# Tonelli-Shank values are incorrect when trying to get back to c value for Rabin

I'm working (banging head against wall) on a Rabin encryption as part of a challenge. I thought I was making progress as several algorithms had given em the same values for the mod sqrt but it seems that they are incorrect as I cannot get back to c from them but I don't understand why.

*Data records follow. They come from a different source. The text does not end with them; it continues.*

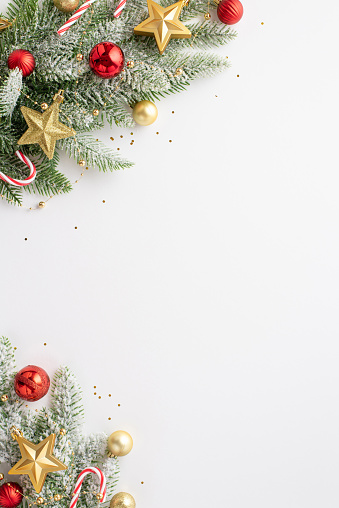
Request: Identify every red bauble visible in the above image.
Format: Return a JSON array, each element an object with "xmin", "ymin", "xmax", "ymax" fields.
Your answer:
[
  {"xmin": 0, "ymin": 482, "xmax": 22, "ymax": 508},
  {"xmin": 89, "ymin": 42, "xmax": 125, "ymax": 79},
  {"xmin": 217, "ymin": 0, "xmax": 244, "ymax": 25},
  {"xmin": 7, "ymin": 49, "xmax": 35, "ymax": 76},
  {"xmin": 14, "ymin": 365, "xmax": 50, "ymax": 402}
]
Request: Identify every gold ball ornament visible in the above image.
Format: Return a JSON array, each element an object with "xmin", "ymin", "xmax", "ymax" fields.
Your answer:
[
  {"xmin": 53, "ymin": 0, "xmax": 79, "ymax": 12},
  {"xmin": 107, "ymin": 430, "xmax": 133, "ymax": 457},
  {"xmin": 109, "ymin": 492, "xmax": 135, "ymax": 508},
  {"xmin": 133, "ymin": 101, "xmax": 158, "ymax": 125}
]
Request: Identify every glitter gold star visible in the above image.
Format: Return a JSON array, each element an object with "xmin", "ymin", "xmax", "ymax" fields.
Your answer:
[
  {"xmin": 18, "ymin": 91, "xmax": 75, "ymax": 159},
  {"xmin": 134, "ymin": 0, "xmax": 192, "ymax": 55},
  {"xmin": 8, "ymin": 434, "xmax": 67, "ymax": 493}
]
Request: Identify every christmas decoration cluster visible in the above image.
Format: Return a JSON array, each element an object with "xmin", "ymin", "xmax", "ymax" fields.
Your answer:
[
  {"xmin": 0, "ymin": 337, "xmax": 135, "ymax": 508},
  {"xmin": 0, "ymin": 0, "xmax": 243, "ymax": 208}
]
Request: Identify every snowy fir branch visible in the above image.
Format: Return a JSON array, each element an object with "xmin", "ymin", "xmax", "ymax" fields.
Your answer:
[
  {"xmin": 0, "ymin": 0, "xmax": 236, "ymax": 205},
  {"xmin": 0, "ymin": 337, "xmax": 119, "ymax": 508}
]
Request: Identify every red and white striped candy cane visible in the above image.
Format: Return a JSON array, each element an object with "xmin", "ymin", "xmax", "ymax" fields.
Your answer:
[
  {"xmin": 0, "ymin": 150, "xmax": 36, "ymax": 187},
  {"xmin": 58, "ymin": 0, "xmax": 126, "ymax": 35},
  {"xmin": 114, "ymin": 0, "xmax": 126, "ymax": 18},
  {"xmin": 69, "ymin": 466, "xmax": 106, "ymax": 508},
  {"xmin": 58, "ymin": 0, "xmax": 95, "ymax": 35}
]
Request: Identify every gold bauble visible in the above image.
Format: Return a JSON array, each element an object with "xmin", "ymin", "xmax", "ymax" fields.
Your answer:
[
  {"xmin": 109, "ymin": 492, "xmax": 135, "ymax": 508},
  {"xmin": 107, "ymin": 430, "xmax": 133, "ymax": 457},
  {"xmin": 133, "ymin": 101, "xmax": 158, "ymax": 125},
  {"xmin": 53, "ymin": 0, "xmax": 79, "ymax": 12}
]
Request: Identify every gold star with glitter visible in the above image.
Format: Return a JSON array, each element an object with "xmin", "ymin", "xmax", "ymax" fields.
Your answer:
[
  {"xmin": 8, "ymin": 434, "xmax": 67, "ymax": 493},
  {"xmin": 134, "ymin": 0, "xmax": 192, "ymax": 55},
  {"xmin": 18, "ymin": 90, "xmax": 75, "ymax": 159}
]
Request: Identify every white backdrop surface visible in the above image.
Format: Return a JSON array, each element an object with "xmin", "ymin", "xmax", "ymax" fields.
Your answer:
[{"xmin": 0, "ymin": 0, "xmax": 339, "ymax": 508}]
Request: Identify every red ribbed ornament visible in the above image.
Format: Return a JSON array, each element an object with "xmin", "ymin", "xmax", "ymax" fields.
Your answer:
[
  {"xmin": 89, "ymin": 42, "xmax": 125, "ymax": 79},
  {"xmin": 14, "ymin": 365, "xmax": 50, "ymax": 402},
  {"xmin": 217, "ymin": 0, "xmax": 244, "ymax": 25},
  {"xmin": 0, "ymin": 482, "xmax": 22, "ymax": 508},
  {"xmin": 7, "ymin": 49, "xmax": 35, "ymax": 77}
]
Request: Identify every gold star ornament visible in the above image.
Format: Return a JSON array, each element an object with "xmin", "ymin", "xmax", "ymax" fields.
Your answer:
[
  {"xmin": 134, "ymin": 0, "xmax": 192, "ymax": 55},
  {"xmin": 8, "ymin": 432, "xmax": 67, "ymax": 493},
  {"xmin": 18, "ymin": 90, "xmax": 75, "ymax": 159}
]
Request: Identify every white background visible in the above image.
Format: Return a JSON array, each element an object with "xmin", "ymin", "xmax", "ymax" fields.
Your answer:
[{"xmin": 0, "ymin": 0, "xmax": 339, "ymax": 508}]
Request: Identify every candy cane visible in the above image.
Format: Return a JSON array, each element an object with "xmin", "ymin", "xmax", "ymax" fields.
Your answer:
[
  {"xmin": 58, "ymin": 0, "xmax": 126, "ymax": 35},
  {"xmin": 69, "ymin": 466, "xmax": 106, "ymax": 508},
  {"xmin": 114, "ymin": 0, "xmax": 126, "ymax": 18},
  {"xmin": 0, "ymin": 150, "xmax": 36, "ymax": 187},
  {"xmin": 58, "ymin": 0, "xmax": 95, "ymax": 35}
]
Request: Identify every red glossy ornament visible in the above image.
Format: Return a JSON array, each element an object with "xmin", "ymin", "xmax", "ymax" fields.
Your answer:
[
  {"xmin": 0, "ymin": 482, "xmax": 22, "ymax": 508},
  {"xmin": 217, "ymin": 0, "xmax": 244, "ymax": 25},
  {"xmin": 7, "ymin": 49, "xmax": 35, "ymax": 77},
  {"xmin": 14, "ymin": 365, "xmax": 50, "ymax": 402},
  {"xmin": 89, "ymin": 42, "xmax": 125, "ymax": 79}
]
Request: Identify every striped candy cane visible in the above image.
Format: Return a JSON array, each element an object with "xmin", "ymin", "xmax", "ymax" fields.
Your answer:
[
  {"xmin": 0, "ymin": 150, "xmax": 36, "ymax": 187},
  {"xmin": 58, "ymin": 0, "xmax": 95, "ymax": 35},
  {"xmin": 69, "ymin": 466, "xmax": 106, "ymax": 508},
  {"xmin": 58, "ymin": 0, "xmax": 126, "ymax": 35},
  {"xmin": 114, "ymin": 0, "xmax": 126, "ymax": 18}
]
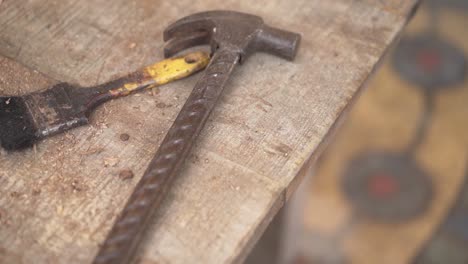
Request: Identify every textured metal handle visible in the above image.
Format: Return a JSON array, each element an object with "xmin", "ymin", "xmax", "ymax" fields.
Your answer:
[{"xmin": 94, "ymin": 50, "xmax": 239, "ymax": 263}]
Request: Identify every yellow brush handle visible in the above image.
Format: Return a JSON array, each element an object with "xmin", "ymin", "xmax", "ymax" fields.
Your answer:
[{"xmin": 109, "ymin": 51, "xmax": 210, "ymax": 97}]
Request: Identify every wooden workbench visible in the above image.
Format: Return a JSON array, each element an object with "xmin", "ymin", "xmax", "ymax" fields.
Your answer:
[{"xmin": 0, "ymin": 0, "xmax": 417, "ymax": 263}]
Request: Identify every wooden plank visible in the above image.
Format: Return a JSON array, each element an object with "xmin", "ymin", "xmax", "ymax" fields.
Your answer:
[{"xmin": 0, "ymin": 0, "xmax": 416, "ymax": 263}]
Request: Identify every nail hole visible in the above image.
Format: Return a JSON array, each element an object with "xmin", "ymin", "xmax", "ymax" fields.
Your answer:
[{"xmin": 185, "ymin": 56, "xmax": 198, "ymax": 64}]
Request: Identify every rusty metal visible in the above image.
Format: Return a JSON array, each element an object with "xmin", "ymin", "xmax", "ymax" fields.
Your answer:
[{"xmin": 94, "ymin": 11, "xmax": 300, "ymax": 263}]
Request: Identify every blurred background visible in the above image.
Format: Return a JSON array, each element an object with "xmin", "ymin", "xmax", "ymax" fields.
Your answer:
[{"xmin": 247, "ymin": 0, "xmax": 468, "ymax": 264}]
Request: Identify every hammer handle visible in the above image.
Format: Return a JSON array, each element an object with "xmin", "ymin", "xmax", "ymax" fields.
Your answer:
[{"xmin": 94, "ymin": 49, "xmax": 239, "ymax": 263}]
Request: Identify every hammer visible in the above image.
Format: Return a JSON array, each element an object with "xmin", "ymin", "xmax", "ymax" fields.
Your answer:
[{"xmin": 94, "ymin": 11, "xmax": 300, "ymax": 263}]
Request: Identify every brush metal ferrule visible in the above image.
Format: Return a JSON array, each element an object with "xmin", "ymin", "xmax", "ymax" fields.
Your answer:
[{"xmin": 24, "ymin": 83, "xmax": 88, "ymax": 139}]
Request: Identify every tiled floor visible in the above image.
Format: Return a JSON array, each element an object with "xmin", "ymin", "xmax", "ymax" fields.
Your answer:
[
  {"xmin": 299, "ymin": 4, "xmax": 468, "ymax": 264},
  {"xmin": 247, "ymin": 0, "xmax": 468, "ymax": 264}
]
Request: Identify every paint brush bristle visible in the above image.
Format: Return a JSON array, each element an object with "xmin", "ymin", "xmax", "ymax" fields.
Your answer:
[{"xmin": 0, "ymin": 97, "xmax": 36, "ymax": 150}]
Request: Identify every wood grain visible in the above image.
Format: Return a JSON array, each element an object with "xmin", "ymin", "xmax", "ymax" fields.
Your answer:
[{"xmin": 0, "ymin": 0, "xmax": 417, "ymax": 263}]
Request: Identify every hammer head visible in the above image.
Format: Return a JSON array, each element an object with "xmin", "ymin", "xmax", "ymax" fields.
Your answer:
[{"xmin": 164, "ymin": 10, "xmax": 301, "ymax": 62}]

If someone can explain why they might be wrong or where I am going wrong that would be fantastic, thank you.

My values are:

```
n = 64703986196590532550677581867968606868573389071252692910980134129544137251401009133960328088692271842214498048655106618080254509684622363068406743573918979874641476333101257493419006081088753833559346504226066744706781644205324359031963711461737816475092631177676839385116576945754784715871099567521310291121
p = q = 8043878802952623586394638108236704902850439411184561583961128617599719871469109041598304494567727280429349828456316270041563810531926784203271836896365511
roots =
2187931274452861858404184425736861076518005991476611501855956036160679792394841793895180158176546375577356726244165298846056538405976359097397665134536364
5855947528499761727990453682499843826332433419707950082105172581439040079074267247703124336391180904851993102212150971195507272125950425105874171761829147
```

However when getting back to c the assertion fails, there is a link here: - I cannot post link but the query param for sage cell is ?q=lnopxn

any help would be fantastic, I'm an incompetent fool at the best of times but I feel I should be closer to this and I am and simply cannot understand why the roots are considered wrong when several different algorithms have given the same results.